Mastodawn

It's not the languages that have the interaction with #Unicode. The vulnerability in the languages is their ability to take code that is constructed at runtime in string form and interpret and execute it.

It's the text editors, IDEs, and pagers (that display the commit diffs) hiding the #PrivateUseArea (and, yes, unassigned code point) characters by rendering them as zero width.

But quite a lot of them don't.
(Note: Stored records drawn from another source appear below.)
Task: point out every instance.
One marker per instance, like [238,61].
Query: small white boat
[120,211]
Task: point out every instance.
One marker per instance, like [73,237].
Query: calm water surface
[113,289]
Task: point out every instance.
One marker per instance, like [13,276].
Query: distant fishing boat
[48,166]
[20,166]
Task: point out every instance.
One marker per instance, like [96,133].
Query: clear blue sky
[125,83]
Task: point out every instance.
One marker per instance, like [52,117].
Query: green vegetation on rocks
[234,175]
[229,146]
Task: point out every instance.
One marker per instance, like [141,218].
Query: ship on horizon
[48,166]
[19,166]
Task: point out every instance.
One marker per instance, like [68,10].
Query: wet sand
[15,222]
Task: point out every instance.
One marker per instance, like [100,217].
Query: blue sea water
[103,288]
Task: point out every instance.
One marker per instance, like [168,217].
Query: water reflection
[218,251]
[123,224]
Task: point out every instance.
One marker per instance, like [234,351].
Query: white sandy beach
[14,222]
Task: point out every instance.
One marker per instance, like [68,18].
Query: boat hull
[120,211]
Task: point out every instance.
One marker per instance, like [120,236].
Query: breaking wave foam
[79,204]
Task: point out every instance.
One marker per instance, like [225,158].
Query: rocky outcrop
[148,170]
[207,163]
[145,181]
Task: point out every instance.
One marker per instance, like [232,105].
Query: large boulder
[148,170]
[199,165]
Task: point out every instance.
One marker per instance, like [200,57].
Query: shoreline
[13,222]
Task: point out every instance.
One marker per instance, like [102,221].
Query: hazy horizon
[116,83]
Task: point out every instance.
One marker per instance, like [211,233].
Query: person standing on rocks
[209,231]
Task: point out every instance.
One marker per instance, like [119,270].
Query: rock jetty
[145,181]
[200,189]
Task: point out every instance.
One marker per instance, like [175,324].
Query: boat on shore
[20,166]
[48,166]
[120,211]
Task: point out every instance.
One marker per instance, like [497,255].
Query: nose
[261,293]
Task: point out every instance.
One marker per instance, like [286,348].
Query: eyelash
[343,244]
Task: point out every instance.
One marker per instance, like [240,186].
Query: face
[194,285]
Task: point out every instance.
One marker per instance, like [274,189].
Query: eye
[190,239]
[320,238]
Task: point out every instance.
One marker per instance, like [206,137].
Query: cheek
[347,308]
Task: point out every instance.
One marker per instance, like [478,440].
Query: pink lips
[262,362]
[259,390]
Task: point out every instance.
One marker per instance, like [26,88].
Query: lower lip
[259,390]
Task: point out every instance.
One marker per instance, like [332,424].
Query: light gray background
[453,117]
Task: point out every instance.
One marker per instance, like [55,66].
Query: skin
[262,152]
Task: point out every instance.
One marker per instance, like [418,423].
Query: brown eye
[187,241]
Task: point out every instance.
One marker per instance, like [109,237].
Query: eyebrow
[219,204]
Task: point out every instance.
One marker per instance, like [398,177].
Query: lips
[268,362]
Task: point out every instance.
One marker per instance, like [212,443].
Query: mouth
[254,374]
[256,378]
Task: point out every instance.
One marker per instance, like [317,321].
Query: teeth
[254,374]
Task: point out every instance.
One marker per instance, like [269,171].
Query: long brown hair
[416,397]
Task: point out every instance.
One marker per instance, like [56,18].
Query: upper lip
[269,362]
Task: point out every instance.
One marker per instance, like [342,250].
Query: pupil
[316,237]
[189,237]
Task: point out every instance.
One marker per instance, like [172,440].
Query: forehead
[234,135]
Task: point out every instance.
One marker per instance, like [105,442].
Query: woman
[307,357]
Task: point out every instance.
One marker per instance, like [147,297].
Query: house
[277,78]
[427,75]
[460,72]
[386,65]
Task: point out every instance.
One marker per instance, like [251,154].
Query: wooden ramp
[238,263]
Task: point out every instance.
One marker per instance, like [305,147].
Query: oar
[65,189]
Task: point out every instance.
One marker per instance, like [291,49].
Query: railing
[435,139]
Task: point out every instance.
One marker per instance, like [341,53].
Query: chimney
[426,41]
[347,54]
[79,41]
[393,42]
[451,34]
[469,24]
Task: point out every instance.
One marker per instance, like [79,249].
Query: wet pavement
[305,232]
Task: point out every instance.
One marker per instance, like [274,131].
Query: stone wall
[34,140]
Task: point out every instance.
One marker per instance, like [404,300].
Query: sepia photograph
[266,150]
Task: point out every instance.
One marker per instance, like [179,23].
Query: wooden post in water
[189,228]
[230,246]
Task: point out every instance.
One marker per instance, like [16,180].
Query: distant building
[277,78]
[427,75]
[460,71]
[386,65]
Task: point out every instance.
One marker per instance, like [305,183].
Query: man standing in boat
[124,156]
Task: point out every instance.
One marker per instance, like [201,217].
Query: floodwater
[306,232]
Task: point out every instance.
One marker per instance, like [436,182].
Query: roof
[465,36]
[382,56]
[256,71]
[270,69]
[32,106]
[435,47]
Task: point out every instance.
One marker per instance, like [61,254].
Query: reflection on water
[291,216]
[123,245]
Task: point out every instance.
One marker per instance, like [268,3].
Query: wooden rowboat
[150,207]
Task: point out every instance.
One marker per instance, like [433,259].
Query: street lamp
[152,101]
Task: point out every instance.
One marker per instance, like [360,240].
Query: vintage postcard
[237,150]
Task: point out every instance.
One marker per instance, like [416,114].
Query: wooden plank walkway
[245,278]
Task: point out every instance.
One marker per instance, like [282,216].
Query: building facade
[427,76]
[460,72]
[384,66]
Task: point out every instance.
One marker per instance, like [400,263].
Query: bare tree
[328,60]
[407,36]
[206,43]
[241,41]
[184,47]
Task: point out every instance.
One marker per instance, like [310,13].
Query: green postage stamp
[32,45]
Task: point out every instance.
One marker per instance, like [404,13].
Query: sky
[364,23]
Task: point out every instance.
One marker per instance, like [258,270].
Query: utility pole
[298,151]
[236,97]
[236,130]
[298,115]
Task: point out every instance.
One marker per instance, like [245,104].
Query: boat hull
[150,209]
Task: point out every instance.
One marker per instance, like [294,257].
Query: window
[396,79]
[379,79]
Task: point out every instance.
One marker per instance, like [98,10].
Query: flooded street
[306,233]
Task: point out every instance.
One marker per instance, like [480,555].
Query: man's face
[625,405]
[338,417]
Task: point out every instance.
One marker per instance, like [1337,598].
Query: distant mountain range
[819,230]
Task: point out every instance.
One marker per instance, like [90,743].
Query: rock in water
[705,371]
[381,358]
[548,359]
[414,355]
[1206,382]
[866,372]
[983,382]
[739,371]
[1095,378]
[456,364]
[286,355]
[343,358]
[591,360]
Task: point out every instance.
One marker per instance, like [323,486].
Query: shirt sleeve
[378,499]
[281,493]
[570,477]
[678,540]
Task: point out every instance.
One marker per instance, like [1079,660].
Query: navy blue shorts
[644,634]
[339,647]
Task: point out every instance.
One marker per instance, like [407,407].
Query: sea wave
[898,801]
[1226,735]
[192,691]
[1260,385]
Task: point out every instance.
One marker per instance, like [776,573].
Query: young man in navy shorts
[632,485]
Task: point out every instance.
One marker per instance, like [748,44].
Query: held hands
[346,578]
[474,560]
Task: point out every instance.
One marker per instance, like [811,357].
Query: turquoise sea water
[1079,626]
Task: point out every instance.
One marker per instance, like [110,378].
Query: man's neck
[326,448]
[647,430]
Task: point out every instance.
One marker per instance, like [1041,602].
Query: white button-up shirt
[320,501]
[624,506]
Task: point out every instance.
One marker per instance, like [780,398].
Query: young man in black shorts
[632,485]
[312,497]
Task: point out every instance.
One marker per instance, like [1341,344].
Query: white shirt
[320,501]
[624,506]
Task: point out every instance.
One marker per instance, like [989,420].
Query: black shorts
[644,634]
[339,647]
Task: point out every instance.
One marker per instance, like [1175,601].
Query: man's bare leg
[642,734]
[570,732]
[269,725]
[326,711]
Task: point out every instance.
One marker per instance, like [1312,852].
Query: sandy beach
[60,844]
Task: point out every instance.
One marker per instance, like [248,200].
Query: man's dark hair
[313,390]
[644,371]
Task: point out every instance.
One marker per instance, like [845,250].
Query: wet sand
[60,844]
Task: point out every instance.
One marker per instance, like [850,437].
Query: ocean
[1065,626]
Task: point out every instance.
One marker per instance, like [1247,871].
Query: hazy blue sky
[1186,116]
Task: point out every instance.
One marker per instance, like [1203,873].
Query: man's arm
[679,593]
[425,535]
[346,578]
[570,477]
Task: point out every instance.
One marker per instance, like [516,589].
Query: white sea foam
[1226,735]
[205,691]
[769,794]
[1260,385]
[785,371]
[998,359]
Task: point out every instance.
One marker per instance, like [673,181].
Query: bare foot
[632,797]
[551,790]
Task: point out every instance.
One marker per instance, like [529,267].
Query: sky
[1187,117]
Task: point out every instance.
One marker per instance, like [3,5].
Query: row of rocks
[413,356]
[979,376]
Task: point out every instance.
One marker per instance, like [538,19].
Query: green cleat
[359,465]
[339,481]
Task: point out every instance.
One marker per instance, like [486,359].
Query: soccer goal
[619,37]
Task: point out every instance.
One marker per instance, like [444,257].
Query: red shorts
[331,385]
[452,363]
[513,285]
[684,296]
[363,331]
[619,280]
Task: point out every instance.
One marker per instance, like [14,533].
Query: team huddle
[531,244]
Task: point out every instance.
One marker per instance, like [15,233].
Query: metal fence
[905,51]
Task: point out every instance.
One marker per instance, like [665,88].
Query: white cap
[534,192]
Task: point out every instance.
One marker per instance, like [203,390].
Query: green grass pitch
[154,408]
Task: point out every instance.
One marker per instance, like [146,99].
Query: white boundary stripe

The code snippet in the article doesn't actually look like the screenshot given.

In the likes of text editors such as NeoVIM and VIM, and pagers such as less, more, most, and console-tty37-viewer, these characters are either emitted as narrow-width glyphs, which at minimum displays as mystery strings of replacement characters, or turned into reverse video hexadecimal code point values.

@otfrom

Show thread

JdeBP 5d ago

@otfrom @simon_brooke

Given that the article provides two distinct bogus expansions of the PUA initialism when it comes to Unicode, there's certainly a whiff of verified-by-bullshit-generator about the article.

Plus, of course, there's the facts that (a) PUA glyphs are not zero-width, (b) programmers like to use 'nerd' fonts, and (c) even without that they'll show up as replacement characters in things like terminal emulators.

#Unicode #PrivateUseArea #ArsTechnica #AIslop #journalism